JUSTIN FELDMAN, HEALTH AND SAFETY ADVOCATE, PUBLIC CITIZEN
“In theory it’s an improvement, but it actually has to happen. Without an effective oversight mechanism there is no accountability.”
“The current standards that Apple suppliers are supposed to be following are not being enforced. For example, there was a 60-hour maximum work week imposed by these standards. Apple’s own report into its supply chain found that this was not being followed.”
“People are often pressured into working extra hours and others want to work longer hours. If people are allowed or encouraged or forced to work longer hours, that pushes down wages overall. From an individual’s perspective people want to work longer hours to make more money. But if there is a higher supply of labor hours, wages fall.”
“We just can’t trust the FLA. The FLA has a history of close alignment with corporations. Its board has had corporate representatives on it in the past. Nike has been one of the FLA members and is funded by industry contributions.”
“Another group was started as an alternative by student anti-sweatshop activists called the Worker Rights Consortium.

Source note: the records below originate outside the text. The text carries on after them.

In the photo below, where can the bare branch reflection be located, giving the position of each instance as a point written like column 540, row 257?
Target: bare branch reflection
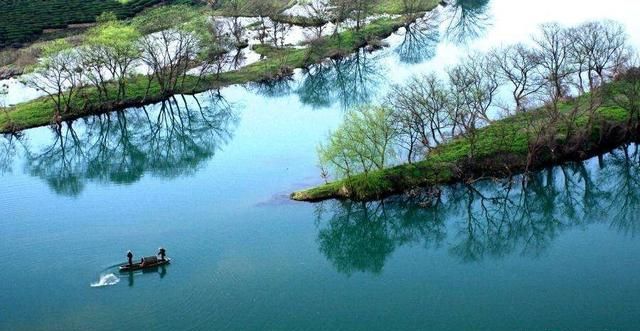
column 487, row 219
column 168, row 140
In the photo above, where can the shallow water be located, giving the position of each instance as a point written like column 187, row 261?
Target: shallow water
column 207, row 177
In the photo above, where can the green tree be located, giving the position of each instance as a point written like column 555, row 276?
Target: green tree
column 58, row 74
column 363, row 143
column 111, row 46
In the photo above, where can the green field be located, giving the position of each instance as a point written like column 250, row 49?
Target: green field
column 23, row 21
column 501, row 149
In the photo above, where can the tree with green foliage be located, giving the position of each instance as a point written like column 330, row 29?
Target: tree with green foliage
column 170, row 43
column 59, row 74
column 363, row 143
column 111, row 47
column 234, row 9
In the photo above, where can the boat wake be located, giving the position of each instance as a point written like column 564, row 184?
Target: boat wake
column 106, row 280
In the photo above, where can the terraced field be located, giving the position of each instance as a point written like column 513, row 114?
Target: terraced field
column 23, row 21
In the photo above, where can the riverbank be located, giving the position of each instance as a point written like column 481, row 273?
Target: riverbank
column 278, row 63
column 502, row 149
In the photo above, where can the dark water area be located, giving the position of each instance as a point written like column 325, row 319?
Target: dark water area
column 208, row 177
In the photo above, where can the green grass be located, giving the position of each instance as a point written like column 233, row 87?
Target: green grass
column 24, row 21
column 40, row 112
column 396, row 6
column 501, row 147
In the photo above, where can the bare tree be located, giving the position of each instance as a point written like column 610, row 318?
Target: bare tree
column 233, row 10
column 553, row 48
column 518, row 66
column 420, row 112
column 474, row 87
column 600, row 50
column 320, row 13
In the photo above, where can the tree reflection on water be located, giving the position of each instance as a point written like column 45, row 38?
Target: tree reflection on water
column 488, row 219
column 420, row 41
column 172, row 139
column 467, row 20
column 351, row 81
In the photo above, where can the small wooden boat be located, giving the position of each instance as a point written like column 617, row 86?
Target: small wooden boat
column 146, row 263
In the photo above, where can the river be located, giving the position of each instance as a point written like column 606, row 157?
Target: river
column 208, row 177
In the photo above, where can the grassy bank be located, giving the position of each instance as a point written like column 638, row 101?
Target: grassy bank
column 278, row 63
column 503, row 148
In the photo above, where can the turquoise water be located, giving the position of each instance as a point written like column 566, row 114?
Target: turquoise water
column 208, row 179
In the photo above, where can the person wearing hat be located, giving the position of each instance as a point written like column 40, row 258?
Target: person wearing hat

Apple and Foxconn should allow an independent group like the Worker Rights Consortium to regularly inspect their factories.”
“It is good to see Apple work in conjunction with its manufacturing partners in improving working conditions.”
“The reality is that Apple isn’t the only OEM (original equipment manufacturer) vendor but the most visible one so they are arguably held to a double standard.”
“This FLA agreement with Foxconn will safeguard the health and welfare (of) the company’s employees by bringing their work conditions into compliance with basic human rights standards.”
“The key to the report’s success, however, will be implementation of this agreement. Talk is cheap. The steps needed to protect workers in Apple’s supply chain may not be.”